Ton van Reen: DE MOORD XI
Ton van Reen
DE MOORD XI
Toen de oude man over partizanen begon te praten, had de chauffeur zich teruggetrokken, was achter zijn stuurrad gaan zitten en bracht de bus weer op gang. Durfde niets meer tegen de oude man te zeggen over boete. Er staat boete op het trekken aan een noodrem! En de betrokken passagier moest dan de bus uit. De chauffeur beperkte zich tot het herstellen van de oude toestand, de bus voort te bewegen over de weg, langs de rivier het Lange Rak, tussen Tepple en Wrak. En voor de rest zijn mond te houden. Hij was een van die partizanen. Durfde er nu niet meer voor uit te komen. Hoewel hij met doodsverachting partizaan was geweest. Partizanen vochten voor eerlijkheid en recht. Maar recht bestond niet en eerlijk was geen mens. De partizanen vochten dus zo maar wat, voor een onduidelijk doel. Een van de legers won, het andere verloor, dat was oorlog. Partizanen hoorden bij geen leger. Ze lieten alle soorten soldaten en burgers de lucht in vliegen. Dat werd weer bewezen door de oude man met de nek vol littekens die aan de noodrem had getrokken om even te zeggen dat er geen recht was en dat er oorlog was geweest en ook dat er al vrede was in oorlogstijd.
De bus reed verder, maar iedereen had een hart vol wrok. Iedereen had zo zijn gedachten over de oorlog. Misschien hadden die en die nog geleefd als er geen partizanen geweest waren. Maar dat was eigenlijk ook weer geen redenering voor mensen die stiekem geloofden in voorbeschikking van leven en dood door de Almachtige Schepper.
Ik telde niet hoeveel mensen er onderweg in- en uitstapten. Merkte wel dat veel mensen de bus al verlieten in Tepple. In Wrak stapte niemand uit. Wrak was één grote puinhoop, terwijl er enkel vredelievende soldaten gehuisvest waren geweest. Alleen God woonde nog in Wrak. De kerk en de toren waren om en op het altaar neergestort. God woonde in een ruïne.
Tot nu toe had niemand kans gezien de kelken en monstransen uit het tabernakel te halen. Heel Wrak was één puinhoop. Daar hoeft niemand heen met de bus. Daar komt niemand uit. En niemand wil erin. De bus hoefde er dus niet te stopppen. En God reist niet met de bus. Maar de bus was dat stoppen nog gewend uit de oorlog. Per slot van rekening was het een frontbus geweest.
In Borz woonden niet meer mensen dan in Oeroe. Alleen waren de mensen van Borz niet zo melancholiek als die van Oeroe. Er liep dan ook geen waterader onder Borz.
De brug van Borz was een noodbrug. Hoog ijzerwerk waarop je met gemak een dak zou kunnen leggen. Nu waren het hoge turnrekken. Alleen vogels konden er in turnen.
In Boeroe koesterden de mensen openlijk haat tegen die van Oeroe. Er liepen er heel wat rond met hun koppen in wit gaasverband, omdat er kermis was in Oeroe.

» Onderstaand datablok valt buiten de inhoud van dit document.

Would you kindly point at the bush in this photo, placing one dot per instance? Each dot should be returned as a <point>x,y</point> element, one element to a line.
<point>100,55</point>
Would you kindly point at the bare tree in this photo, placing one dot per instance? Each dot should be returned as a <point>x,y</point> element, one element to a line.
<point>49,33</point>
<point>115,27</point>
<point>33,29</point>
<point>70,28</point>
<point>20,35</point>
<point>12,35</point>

We reden Oeroe binnen. Passeerden de woonwagen van Cherubijn. Cherubijn zat in de deuropening. De marmot zag ik niet. Cherubijn zag mij niet. Hij hield net zijn hoofd met de luie nekspieren naar de andere kant. Kon niet tijdig zijn hoofd omdraaien om de bus te zien.

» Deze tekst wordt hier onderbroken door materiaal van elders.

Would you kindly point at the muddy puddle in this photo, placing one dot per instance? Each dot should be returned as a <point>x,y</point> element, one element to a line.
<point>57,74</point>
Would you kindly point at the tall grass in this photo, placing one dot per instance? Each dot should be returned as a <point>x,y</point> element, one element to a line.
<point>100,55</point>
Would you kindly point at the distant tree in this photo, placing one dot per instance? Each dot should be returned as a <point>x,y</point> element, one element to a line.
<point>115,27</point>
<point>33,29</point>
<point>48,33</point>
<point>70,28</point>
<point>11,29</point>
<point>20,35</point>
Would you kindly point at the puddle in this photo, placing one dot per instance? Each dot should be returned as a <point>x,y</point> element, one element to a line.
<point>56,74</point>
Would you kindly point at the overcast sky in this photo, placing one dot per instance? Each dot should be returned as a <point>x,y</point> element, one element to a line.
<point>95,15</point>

De bus hield stil op de markt. Ik holde naar de wagen.
Cherubijn was blij toen hij me zag, ging in halsbrekende standen staan om mij beter te zien en om zijn nekspieren te laten rusten. En hij wilde weten waar ik was geweest. Dat verzweeg ik.
Ik ging in het gras liggen. Speelde met de marmot die naar me toe kwam en tussen mijn benen wilde gaan liggen. Hij was dat al gewend in één nacht. Zo snel kun je een marmot iets leren.